Interactive assessments generate sequential process data that are not well handled by conventional item response models. Existing MDP-based measurement approaches, such as the Markov decision process measurement model (MDP-MM, LaMar, 2018), link action choices to state-action values, but their reliance on person-specific tabular value functions makes them difficult to scale beyond small, fully enumerated tasks. We propose the Reinforcement Learning Measurement Model (RLMM), a measurement framework that decouples person-level choice sensitivity from task-level value representation through a shared parametric action-value function, making estimation more computationally efficient for larger process-data settings. The model combines a Boltzmann choice rule with normalized advantages, a soft Bellman consistency penalty, and a block-coordinate MAP procedure for joint estimation, while also yielding step-level influence diagnostics for identifying behaviorally critical decisions. In peg-solitaire simulations, the RLMM achieved higher estimation accuracy and substantially lower runtime than the original MDP-MM, with advantages increasing as task complexity grew. In AQUALAB gameplay logs, the estimated person parameter was positively associated with cumulative reward, task completion, and behavioral efficiency. These results show that the RLMM extends decision-process-based psychometric models to larger and more behaviorally realistic environments while preserving an interpretable latent trait tied to decision making steps.

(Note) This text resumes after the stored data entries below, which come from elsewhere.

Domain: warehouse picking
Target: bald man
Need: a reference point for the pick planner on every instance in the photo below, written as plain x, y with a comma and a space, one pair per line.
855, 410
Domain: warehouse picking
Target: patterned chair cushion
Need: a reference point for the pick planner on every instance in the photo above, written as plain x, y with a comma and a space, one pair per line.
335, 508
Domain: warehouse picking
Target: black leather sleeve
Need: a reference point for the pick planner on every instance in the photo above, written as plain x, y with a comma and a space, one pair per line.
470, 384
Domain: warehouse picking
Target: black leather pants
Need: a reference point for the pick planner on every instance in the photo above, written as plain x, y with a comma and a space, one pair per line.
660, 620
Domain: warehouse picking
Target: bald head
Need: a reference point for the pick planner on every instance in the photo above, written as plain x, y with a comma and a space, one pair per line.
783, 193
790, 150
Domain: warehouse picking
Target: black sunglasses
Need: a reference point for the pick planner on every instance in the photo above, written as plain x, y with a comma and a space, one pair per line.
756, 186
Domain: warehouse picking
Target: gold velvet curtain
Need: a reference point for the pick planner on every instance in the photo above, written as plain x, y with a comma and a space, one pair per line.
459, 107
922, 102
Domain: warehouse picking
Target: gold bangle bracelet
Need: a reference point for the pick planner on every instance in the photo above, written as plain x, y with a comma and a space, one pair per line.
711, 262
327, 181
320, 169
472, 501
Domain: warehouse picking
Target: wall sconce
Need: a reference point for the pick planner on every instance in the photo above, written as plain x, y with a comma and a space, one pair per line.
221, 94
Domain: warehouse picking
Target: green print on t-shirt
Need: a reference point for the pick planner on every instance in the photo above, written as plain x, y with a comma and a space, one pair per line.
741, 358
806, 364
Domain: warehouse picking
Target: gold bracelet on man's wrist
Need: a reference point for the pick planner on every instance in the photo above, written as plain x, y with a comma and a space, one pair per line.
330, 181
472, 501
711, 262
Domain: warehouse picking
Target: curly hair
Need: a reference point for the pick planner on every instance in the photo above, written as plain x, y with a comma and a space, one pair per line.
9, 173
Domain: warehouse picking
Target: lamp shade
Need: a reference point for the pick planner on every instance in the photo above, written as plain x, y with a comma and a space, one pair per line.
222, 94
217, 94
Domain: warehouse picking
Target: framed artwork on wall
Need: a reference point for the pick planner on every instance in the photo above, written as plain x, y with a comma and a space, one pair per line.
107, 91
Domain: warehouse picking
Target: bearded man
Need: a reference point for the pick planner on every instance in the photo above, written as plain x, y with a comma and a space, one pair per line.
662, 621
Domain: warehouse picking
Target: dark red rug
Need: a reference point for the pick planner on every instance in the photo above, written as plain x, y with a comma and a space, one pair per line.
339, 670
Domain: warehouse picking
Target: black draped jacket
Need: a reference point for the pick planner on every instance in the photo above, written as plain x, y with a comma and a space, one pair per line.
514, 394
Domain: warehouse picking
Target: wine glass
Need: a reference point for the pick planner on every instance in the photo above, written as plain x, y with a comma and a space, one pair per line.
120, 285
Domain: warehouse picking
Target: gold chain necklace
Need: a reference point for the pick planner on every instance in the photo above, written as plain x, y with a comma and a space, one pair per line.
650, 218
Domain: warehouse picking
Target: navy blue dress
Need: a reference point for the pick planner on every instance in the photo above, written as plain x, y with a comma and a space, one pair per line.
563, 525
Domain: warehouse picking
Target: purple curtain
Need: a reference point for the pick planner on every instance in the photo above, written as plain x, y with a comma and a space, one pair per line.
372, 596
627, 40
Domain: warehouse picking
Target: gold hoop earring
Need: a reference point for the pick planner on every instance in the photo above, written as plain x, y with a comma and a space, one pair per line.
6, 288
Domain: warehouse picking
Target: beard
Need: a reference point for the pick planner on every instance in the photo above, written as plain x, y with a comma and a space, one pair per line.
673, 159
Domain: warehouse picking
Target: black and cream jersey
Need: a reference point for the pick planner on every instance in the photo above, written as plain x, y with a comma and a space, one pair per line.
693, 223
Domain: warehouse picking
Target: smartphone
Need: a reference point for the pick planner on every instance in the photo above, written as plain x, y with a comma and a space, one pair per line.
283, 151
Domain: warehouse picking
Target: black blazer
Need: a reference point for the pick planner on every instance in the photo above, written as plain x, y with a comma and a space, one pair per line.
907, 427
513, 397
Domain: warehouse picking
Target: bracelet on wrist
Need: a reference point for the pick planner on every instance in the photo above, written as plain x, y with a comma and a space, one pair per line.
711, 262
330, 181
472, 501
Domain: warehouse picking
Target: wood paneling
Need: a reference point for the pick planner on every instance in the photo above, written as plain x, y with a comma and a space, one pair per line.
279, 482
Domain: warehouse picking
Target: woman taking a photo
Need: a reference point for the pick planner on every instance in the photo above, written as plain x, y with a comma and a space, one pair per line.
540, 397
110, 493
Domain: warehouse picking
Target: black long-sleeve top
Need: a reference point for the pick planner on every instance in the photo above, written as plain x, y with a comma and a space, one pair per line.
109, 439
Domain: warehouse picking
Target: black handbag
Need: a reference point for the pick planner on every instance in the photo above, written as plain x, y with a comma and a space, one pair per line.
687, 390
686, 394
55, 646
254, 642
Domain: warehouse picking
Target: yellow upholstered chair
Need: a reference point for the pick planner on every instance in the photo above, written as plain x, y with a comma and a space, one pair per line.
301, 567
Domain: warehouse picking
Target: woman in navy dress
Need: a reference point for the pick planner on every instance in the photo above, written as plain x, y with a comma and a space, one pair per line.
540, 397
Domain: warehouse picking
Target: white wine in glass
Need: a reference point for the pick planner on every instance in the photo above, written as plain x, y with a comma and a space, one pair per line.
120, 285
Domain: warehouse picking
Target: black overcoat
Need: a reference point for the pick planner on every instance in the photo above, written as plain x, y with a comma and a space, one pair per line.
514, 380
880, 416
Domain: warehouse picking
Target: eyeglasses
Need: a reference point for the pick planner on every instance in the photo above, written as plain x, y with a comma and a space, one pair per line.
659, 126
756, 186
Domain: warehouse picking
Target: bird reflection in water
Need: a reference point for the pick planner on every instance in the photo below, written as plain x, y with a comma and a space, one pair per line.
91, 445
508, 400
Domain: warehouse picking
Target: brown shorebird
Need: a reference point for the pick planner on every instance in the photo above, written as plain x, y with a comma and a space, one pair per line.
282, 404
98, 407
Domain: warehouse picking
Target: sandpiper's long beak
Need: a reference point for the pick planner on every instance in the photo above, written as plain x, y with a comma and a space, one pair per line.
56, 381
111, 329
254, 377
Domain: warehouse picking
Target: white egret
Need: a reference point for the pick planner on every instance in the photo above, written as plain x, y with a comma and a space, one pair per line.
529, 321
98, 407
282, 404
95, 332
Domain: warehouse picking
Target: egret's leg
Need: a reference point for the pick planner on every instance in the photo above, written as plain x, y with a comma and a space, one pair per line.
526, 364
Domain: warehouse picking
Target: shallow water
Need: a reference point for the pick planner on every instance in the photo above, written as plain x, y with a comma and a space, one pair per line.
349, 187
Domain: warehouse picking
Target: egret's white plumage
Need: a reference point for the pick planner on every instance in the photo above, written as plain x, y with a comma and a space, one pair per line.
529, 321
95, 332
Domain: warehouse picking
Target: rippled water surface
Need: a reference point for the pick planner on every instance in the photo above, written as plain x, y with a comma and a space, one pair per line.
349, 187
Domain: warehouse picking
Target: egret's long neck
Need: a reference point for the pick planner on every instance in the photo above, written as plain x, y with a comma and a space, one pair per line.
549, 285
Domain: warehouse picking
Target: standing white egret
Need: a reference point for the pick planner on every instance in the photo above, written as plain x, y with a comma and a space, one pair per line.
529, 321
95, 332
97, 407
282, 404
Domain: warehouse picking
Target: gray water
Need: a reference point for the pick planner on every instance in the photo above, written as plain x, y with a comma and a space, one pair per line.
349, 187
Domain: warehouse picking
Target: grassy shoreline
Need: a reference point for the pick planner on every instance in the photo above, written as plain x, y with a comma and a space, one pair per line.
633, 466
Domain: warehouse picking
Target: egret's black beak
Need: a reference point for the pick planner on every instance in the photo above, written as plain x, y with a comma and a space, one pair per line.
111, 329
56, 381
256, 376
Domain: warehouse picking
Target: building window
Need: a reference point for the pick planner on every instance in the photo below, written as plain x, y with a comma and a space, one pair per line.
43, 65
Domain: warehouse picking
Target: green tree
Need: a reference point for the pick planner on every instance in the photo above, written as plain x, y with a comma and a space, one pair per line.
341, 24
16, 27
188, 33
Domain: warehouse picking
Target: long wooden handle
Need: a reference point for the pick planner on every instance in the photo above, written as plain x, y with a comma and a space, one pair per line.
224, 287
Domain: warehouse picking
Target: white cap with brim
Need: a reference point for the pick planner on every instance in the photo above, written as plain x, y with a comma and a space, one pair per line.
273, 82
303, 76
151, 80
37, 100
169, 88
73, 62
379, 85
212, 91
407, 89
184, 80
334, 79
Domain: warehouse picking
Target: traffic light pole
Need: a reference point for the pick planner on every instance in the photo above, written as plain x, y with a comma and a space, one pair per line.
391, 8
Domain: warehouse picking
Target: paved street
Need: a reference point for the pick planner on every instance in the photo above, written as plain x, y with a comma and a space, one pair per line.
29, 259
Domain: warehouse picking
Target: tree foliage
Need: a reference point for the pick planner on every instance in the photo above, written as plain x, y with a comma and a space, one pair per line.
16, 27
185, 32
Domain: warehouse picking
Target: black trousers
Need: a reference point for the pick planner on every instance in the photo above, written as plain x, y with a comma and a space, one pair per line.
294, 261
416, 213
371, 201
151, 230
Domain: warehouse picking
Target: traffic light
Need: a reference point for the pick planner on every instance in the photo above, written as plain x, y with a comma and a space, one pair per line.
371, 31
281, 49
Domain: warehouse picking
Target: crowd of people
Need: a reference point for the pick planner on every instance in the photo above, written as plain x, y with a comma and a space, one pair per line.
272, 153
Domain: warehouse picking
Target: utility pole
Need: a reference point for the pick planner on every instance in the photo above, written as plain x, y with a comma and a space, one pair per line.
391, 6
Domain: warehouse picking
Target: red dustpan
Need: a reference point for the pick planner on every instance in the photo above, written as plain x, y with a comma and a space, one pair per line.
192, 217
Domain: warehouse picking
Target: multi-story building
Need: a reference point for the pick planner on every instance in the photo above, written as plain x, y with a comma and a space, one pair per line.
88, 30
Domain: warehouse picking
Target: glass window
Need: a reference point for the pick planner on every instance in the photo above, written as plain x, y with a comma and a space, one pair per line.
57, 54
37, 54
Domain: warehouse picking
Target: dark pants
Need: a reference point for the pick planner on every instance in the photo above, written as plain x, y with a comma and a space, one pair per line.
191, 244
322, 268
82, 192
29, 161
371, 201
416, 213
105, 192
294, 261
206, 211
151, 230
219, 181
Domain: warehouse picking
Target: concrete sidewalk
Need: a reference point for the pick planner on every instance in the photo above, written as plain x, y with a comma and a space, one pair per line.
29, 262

翻译：交互式评估生成的序贯过程数据是传统项目反应模型难以处理的。现有的基于马尔可夫决策过程（MDP）的测量方法，如马尔可夫决策过程测量模型（MDP-MM, LaMar, 2018），将行动选择与状态-行动价值关联起来，但其依赖于个体特定的表格化价值函数，使其难以扩展到除小型、完全枚举任务之外的场景。我们提出强化学习测量模型（RLMM），这是一种通过共享参数化行动-价值函数将个体水平的选择敏感性与任务水平的价值表示解耦的测量框架，从而在更大规模的过程数据场景中实现更高效的参数估计。该模型结合了玻尔兹曼选择规则与归一化优势、软贝尔曼一致性惩罚以及用于联合估计的块坐标最大后验（MAP）程序，同时提供步骤级的诊断影响指标，用于识别行为关键决策。在孔明棋模拟中，RLMM相比原始MDP-MM实现了更高的估计精度和显著更低的运行时间，且随着任务复杂度增加其优势更加明显。在AQUALAB游戏日志中，估计的个体参数与累积奖励、任务完成度及行为效率呈正相关。这些结果表明，RLMM将基于决策过程的心理测量模型推广到更大规模且更符合行为现实的场景中，同时保留了与决策步骤相关的可解释潜特质。